Preliminary analysis indicates that this source is undergoing an elevated gamma-ray emission state. On 2021-07-11, the source displayed a daily averaged gamma-ray flux (E>100MeV) of (4.9+/-0.3) X 10^-6 photons cm^-2 s^-1 (statistical uncertainty only). This corresponds to a flux increase of a factor of about 30 relative to the 10-year average flux reported in the 2nd data release of the fourth Fermi-LAT catalog (4FGL-DR2, Ballet et al., arXiv:2005.11208). The source was detected with a peak flux of (6.3+/-0.8) X 10^-6 photons cm^-2 s^-1 during 6:00-12:00 UTC on that day. The corresponding photon index is 1.95+/-0.05, and is smaller than the 4FGL value of 2.20+/-0.01, similar to what was observed in previous events (ATel #14330, ATel #14583). The highest-energy photon associated with the source had an energy of ~120 GeV, and was recorded at 14:24:01.000 UTC on 2021-07-10.

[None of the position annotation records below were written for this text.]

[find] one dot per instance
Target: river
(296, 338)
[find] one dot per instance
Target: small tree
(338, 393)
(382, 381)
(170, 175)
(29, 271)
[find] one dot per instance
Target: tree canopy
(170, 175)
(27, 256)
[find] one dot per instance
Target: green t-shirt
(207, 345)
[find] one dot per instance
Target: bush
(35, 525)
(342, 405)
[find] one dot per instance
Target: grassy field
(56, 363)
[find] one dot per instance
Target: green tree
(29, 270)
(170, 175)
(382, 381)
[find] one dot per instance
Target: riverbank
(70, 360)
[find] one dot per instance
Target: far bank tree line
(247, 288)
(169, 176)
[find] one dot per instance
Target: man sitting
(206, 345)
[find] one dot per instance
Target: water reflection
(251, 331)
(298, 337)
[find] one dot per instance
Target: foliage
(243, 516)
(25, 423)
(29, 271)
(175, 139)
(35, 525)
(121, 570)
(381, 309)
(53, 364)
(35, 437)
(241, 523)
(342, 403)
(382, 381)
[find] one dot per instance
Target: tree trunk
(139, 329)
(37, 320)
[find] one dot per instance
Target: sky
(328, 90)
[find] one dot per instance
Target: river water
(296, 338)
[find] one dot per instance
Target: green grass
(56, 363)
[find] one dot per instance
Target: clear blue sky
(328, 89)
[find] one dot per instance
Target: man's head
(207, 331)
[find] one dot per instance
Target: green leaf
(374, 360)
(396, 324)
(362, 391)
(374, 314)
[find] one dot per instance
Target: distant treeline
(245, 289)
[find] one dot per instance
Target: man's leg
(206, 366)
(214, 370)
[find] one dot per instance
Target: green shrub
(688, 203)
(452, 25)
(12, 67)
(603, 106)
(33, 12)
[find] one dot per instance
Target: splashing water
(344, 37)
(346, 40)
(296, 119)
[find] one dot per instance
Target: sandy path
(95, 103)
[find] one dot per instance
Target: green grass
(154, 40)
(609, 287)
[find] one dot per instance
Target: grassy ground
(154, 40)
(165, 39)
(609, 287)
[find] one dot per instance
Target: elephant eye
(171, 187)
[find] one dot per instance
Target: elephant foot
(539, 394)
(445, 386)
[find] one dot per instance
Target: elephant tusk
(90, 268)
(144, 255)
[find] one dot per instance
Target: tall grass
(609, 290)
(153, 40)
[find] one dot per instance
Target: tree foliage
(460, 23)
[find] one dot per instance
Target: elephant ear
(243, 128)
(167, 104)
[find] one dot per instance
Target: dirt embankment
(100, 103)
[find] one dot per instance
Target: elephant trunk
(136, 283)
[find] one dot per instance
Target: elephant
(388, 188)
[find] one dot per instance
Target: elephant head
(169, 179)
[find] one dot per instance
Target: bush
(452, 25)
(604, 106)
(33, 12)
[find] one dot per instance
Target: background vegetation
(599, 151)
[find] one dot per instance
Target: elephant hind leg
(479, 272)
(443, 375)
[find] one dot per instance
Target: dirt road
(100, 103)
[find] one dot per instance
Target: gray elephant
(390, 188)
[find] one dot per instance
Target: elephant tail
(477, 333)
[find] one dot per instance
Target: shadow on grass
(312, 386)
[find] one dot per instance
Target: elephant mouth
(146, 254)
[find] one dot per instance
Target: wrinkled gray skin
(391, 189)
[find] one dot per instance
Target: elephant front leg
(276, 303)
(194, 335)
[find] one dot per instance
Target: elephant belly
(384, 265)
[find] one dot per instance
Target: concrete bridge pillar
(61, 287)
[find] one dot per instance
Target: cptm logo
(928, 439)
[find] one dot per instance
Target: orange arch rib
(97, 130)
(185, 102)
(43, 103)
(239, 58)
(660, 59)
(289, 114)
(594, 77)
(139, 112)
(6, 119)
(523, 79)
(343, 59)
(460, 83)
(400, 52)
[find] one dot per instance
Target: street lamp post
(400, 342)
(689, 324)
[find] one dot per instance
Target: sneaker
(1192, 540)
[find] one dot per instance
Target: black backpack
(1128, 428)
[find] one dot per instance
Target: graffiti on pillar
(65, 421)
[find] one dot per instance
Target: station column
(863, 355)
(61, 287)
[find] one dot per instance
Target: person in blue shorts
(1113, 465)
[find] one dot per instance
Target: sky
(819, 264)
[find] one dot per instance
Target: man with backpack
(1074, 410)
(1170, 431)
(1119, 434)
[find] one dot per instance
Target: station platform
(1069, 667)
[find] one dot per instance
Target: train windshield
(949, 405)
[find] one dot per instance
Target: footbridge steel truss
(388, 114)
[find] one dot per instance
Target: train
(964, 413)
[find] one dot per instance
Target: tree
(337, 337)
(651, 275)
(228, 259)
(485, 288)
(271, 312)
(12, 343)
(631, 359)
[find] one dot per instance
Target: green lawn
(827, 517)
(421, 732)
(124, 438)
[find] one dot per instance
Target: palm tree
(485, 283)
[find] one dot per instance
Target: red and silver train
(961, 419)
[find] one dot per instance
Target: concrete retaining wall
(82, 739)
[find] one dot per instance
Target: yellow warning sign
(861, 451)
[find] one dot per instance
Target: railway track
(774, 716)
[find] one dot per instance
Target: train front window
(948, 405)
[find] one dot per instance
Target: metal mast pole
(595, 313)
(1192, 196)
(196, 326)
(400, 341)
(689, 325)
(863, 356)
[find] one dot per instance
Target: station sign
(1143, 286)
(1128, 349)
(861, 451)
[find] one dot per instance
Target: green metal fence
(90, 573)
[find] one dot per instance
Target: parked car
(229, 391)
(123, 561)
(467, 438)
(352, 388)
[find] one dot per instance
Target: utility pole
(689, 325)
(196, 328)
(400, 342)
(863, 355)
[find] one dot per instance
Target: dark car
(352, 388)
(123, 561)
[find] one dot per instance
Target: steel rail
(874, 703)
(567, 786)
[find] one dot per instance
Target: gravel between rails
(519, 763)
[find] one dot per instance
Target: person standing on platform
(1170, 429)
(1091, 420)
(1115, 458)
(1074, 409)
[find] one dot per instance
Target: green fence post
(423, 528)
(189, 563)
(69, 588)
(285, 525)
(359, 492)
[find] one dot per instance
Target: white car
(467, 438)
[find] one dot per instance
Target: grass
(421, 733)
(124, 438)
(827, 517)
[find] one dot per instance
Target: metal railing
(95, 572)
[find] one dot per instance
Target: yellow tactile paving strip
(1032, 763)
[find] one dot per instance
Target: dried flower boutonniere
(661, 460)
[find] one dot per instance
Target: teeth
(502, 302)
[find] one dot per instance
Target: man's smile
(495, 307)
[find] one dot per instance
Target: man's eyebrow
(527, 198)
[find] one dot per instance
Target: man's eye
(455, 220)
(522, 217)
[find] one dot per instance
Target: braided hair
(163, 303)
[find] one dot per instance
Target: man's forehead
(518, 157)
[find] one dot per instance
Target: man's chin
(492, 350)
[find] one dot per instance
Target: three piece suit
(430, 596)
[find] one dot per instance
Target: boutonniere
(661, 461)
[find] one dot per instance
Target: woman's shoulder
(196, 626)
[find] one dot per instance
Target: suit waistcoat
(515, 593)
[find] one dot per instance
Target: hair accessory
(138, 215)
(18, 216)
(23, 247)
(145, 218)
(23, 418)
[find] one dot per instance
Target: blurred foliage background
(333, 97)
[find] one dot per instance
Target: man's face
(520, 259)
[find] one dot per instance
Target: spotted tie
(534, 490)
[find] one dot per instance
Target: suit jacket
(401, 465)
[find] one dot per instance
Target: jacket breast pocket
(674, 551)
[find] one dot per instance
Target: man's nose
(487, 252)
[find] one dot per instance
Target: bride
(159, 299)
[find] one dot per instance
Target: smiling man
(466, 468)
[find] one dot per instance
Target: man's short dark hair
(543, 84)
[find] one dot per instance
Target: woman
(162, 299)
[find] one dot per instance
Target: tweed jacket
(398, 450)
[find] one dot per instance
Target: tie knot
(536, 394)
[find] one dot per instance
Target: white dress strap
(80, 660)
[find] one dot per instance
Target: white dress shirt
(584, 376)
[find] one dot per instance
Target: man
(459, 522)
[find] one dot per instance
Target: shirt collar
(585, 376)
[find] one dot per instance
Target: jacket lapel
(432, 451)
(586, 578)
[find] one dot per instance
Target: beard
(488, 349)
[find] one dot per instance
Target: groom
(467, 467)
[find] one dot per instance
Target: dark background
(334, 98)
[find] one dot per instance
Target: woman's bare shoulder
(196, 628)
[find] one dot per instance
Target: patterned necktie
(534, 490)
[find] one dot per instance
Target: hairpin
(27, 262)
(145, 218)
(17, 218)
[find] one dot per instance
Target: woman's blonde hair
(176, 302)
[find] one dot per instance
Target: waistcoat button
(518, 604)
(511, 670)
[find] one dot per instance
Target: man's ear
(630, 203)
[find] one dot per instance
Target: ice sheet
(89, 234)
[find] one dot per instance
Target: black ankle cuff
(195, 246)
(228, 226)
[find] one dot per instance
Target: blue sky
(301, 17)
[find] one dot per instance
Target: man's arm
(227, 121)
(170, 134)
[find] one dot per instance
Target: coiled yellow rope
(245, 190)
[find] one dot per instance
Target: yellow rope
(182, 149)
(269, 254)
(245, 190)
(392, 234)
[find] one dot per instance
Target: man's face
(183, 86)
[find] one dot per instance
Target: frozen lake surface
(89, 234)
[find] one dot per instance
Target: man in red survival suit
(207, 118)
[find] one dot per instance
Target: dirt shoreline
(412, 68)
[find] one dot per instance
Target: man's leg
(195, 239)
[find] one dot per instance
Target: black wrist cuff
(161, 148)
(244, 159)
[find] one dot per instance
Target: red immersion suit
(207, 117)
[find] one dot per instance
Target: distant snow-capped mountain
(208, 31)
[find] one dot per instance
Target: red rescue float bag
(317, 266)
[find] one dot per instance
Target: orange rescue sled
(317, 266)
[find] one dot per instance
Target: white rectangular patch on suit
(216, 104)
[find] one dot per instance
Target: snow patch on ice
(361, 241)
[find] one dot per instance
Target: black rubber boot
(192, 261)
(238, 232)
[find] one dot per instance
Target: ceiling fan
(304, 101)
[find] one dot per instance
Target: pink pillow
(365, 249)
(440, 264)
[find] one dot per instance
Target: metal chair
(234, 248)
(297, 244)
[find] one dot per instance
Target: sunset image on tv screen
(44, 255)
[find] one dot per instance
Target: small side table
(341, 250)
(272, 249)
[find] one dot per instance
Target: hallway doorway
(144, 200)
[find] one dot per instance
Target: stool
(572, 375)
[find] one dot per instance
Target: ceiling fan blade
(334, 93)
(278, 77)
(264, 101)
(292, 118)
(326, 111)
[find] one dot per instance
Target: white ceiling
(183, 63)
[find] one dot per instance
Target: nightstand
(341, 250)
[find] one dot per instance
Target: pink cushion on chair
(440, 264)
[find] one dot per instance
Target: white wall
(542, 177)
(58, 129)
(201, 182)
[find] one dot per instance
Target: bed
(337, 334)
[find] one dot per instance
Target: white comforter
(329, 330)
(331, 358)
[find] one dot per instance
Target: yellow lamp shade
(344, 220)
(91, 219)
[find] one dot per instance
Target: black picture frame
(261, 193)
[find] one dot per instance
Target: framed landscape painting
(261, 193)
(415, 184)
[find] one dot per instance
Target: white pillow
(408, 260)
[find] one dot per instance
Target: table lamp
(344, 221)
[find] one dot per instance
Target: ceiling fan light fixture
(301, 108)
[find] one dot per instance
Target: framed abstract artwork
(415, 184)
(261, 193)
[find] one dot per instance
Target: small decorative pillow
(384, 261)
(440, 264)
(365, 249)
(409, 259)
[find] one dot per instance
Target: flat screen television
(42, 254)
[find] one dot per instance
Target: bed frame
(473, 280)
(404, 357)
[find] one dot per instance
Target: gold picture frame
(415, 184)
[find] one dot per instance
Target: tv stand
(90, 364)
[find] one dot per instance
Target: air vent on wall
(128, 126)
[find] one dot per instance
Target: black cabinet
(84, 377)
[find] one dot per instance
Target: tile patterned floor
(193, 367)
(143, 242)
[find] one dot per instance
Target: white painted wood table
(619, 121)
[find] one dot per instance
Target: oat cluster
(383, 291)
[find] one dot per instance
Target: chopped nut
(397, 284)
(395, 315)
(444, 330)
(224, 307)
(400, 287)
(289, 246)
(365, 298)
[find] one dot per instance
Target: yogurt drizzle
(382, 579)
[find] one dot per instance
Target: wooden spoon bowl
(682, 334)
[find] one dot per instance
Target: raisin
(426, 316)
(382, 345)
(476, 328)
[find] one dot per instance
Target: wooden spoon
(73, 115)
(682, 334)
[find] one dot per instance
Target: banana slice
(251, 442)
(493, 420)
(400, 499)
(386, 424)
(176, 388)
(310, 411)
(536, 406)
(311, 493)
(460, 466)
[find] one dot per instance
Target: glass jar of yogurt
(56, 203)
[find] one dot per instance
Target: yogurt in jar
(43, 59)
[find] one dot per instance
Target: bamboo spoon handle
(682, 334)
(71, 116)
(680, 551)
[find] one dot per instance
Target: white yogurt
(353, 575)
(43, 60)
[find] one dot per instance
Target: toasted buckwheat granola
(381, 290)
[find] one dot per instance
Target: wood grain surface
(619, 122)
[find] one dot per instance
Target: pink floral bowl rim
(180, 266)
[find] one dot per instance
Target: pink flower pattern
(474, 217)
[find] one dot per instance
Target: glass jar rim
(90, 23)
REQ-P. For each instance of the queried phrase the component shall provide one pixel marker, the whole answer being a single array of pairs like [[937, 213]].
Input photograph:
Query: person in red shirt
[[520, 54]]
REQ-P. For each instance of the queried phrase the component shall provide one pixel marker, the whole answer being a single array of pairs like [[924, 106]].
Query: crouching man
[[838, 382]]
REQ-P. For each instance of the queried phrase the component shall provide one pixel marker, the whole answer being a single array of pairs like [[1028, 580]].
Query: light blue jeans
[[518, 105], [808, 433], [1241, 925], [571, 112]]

An automatic GCN/Fermi-LAT Notice has been issued reporting a comparable daily gamma-ray flux (see https://gcn.gsfc.nasa.gov/other/1626101153_fermi.txt). Continued bright activity from BL Lacerate has been reported also at other wavelengths, see e.g. ATel #14751, ATel #14773 and ATel #14774.

Because Fermi normally operates in an all-sky scanning mode, regular gamma-ray monitoring of this source will continue and consequently, a preliminary estimation of the daily gamma-ray flux observed by Fermi-LAT will be publicly available ( http://fermi.gsfc.nasa.gov/ssc/data/access/lat/msl_lc/ ). We encourage multifrequency observations of this source. For this source, the Fermi-LAT contact person is Simone Garrappa (simone.garrappa at desy.de).

The Fermi-LAT is a pair conversion telescope designed to cover the energy band from 20 MeV to greater than 300 GeV. It is the product of an international collaboration between NASA and DOE in the U.S. and many scientific institutions across France, Italy, Japan and Sweden.